Мой час настал именно тогда, когда исчез в неизвестном направлении смысл жизни. Я искала беглеца где только можно: в бокалах с коньяком, прогулках по Европе, журналистских приключениях, интеллигентском трепе и прочей дребедени. Но на сей раз он напрочь отказывался ко мне возвращаться. Обессмысленная жизнь корчила гнусные зазеркальные рожи и провоцировала на исполнение приговора в виде высшей меры наказания. Муж приковывал меня наручниками к письменному столу, включал компьютер и уходил на работу. Я смотрела на мерцающий девственный монитор пустыми глазами, осознавая невозможность оплодотворения экрана ни мышонком, ни лягушкой, ни стихом, ни повестушкой. Поздно ночью возвращался муж, выключал компьютер и, тяжко вздохнув, снимал с меня наручники. За окном приканчивали друг друга времена года, и, как всегда, не вовремя наступило (мне на горло) ненавистное лето. Телефон звонил все реже и все противней. Его предсмертные хрипы не предвещали ничего хорошего. В очередной раз с неимоверным усилием поднимая трубку, я ожидала услышать привычное «ваши рассказы не подходят нашему холдингу по формату». Гламурным журналам мое перо казалось жестким, как кость в горле. Бывшим «толстым» журналам, а нынче литературным доходягам не хотелось вникать в мои опусы из стервозности, единственной черты, оставшейся от былого величия. В общем, оскал окружающего мира вызывал неудержимое желание плюнуть в эту отвратительную вечность. И мне предоставилась такая возможность.

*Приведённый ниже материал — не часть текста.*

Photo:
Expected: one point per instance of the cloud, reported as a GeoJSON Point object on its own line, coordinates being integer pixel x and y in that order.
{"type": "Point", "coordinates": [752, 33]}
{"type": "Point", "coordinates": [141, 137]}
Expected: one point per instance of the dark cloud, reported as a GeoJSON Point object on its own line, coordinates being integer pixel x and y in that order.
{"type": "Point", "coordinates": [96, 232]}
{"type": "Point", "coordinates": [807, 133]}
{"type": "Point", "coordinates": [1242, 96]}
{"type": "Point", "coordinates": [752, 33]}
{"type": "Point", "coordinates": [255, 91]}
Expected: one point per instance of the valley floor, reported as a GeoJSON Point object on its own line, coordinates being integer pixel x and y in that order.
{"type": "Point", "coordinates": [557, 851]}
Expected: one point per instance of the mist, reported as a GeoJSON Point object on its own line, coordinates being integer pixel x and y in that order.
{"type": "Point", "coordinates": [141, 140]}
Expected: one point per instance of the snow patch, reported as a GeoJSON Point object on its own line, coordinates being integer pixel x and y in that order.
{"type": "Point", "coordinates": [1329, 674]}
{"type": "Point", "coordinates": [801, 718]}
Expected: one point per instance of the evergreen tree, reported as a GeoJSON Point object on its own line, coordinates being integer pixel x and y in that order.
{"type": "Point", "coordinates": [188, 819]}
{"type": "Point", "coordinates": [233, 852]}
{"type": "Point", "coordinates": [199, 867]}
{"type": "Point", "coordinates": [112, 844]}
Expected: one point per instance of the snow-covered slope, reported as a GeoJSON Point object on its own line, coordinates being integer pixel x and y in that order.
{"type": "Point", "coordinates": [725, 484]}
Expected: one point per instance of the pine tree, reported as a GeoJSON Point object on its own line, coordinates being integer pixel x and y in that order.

– Привет, подруга! – раздался в трубке хрипловатый жизнерадостный голос Альбины Беляк. – Завтра начинаем снимать кино по твоей повести «Из логова змиева». Будешь сама играть свою Сашу Анчарову.

– Но я же не киноартистка! – запальчиво выкрикнула я, в глубине души надеясь на немедленное опровержение.

Опровержения не последовало. Режиссер Беляк, вступая в период творческой работы, не растрачивала энергию попусту. Она не стала уверять меня в моем природном артистизме, а доходчиво объяснила, что другого выхода нет: за главную роль в сериале надо платить большие деньги. Подразумевалось, что мне деньги ни к чему, ни большие, ни маленькие. И я согласилась.

– Завтра в 11 жду тебя на студии. И не опаздывать! – неожиданно рыкнула Альбина.

Я непроизвольно приставила руку козырьком к виску и ошарашенно прошептала:

– Служу Советскому Союзу.

– Ты что, очумела? Какому Союзу? Скажи спасибо, что для сериала я выбила русский язык. Иначе пришлось бы переводить на мову не только сценарий, но и твои песни.

– Спасибо, – послушно ответила я и выключила к черту по-прежнему девственный компьютер.

В эту ночь я спала без задних ног и без лишних снов. А наутро началась новая жизнь, о которой я, собственно, и хотела рассказать.